U.S. Victims of Abuse Slam Vatican Over Cardinal Law
Published on Monday, April 11, 2005 by Reuters
U.S. Victims of Abuse Slam Vatican Over Cardinal Law
by Claudia Parsons
 

ROME -- A group of U.S. victims of child abuse by priests said on Monday the Catholic Church was "rubbing salt in an open wound" by allowing the cardinal they hold responsible to say a memorial mass for the Pope.

Cardinal Bernard Law was forced to resign as archbishop of Boston in 2002 over the abuse scandal. He was blamed for allowing priests known to have sexually abused minors to be moved from parish to parish instead of being sacked.

"He is like the poster child for the sex abuse scandal," said Barbara Blaine who came to Rome to represent some 5,600 members of the Survivors Network of those Abused by Priests.

"He appears to be the most complicit bishop in transferring abusive priests from one place to another," she told Reuters in an interview after arriving from Chicago to protest at Monday's Mass presided over by Law. "It is very painful -- his image brings out all this hurt and pain and devastation."

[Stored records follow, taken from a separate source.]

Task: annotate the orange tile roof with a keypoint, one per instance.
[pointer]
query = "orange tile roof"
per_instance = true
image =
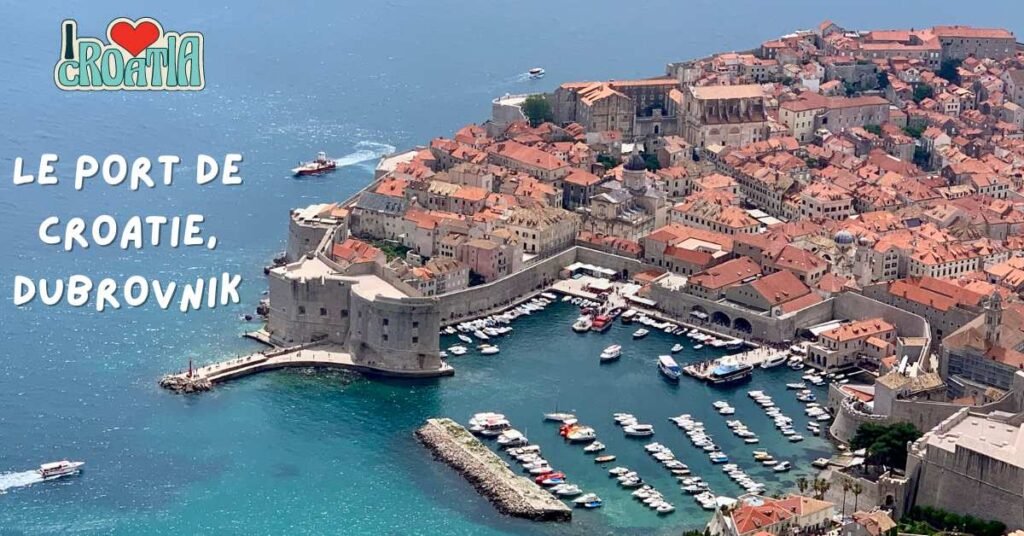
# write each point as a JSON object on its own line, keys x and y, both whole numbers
{"x": 354, "y": 251}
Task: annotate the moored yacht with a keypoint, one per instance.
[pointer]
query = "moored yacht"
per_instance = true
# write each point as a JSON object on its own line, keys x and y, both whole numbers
{"x": 611, "y": 353}
{"x": 669, "y": 367}
{"x": 559, "y": 417}
{"x": 582, "y": 325}
{"x": 729, "y": 373}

"There are thousands of victims that might not have been abused had Law acted appropriately," she said.

Blaine, who says she was abused by her parish priest from 1969 to 1974, said for Law to take on such a prominent role in the mourning rites for the Pope was like "rubbing salt in an open wound" for thousands of victims of abuse by priests.

"At this extremely significant and painful time for Catholics and victims ... they should not have to be confronting this sex abuse scandal," she said.

Even if protocol dictated Law should preside at the mass, he should have recused himself out of sensitivity for the victims, she said.

ABUSED AT SCHOOL

Barbara Dorris, who was abused by the priest at her school from the age of six and now runs a support group for other victims in St. Louis, looked tense as the dome of St. Peter's Basilica came into view on the drive into Rome.

She said it was bad enough that Law had been "rewarded" by the appointment as Archpriest of St. Mary Major in Rome, but to see him preside at the important mass on Monday gave the impression that the Church valued him more than the victims.

"We feel it intimidates victims into silence," she said, adding that it had taken years for her to break her silence about the abuse -- she only did so when she was working as a teacher herself and discovered a priest abusing children.

She said one woman she spoke to had never told her husband in 40 years of marriage and was still unable to discuss her experience except in the support group. "She just wanted to tell her story once before she died," Dorris said.

The two women planned to protest outside St. Peter's on Monday with supporters in the hope of doing something to persuade the Catholic Church to do more to stop abuse which Blaine said she believed was still happening around the world.

"The abuse is so devastating to the victims that we never get over it," Blaine said. "Most of our members are haunted by this every day, so the only thing to do is to prevent any more abuse happening."

"When the Cardinals are choosing a new pope we want them to recognize and consider the fact that the sex abuse scandal will be part of the new Papacy," she added.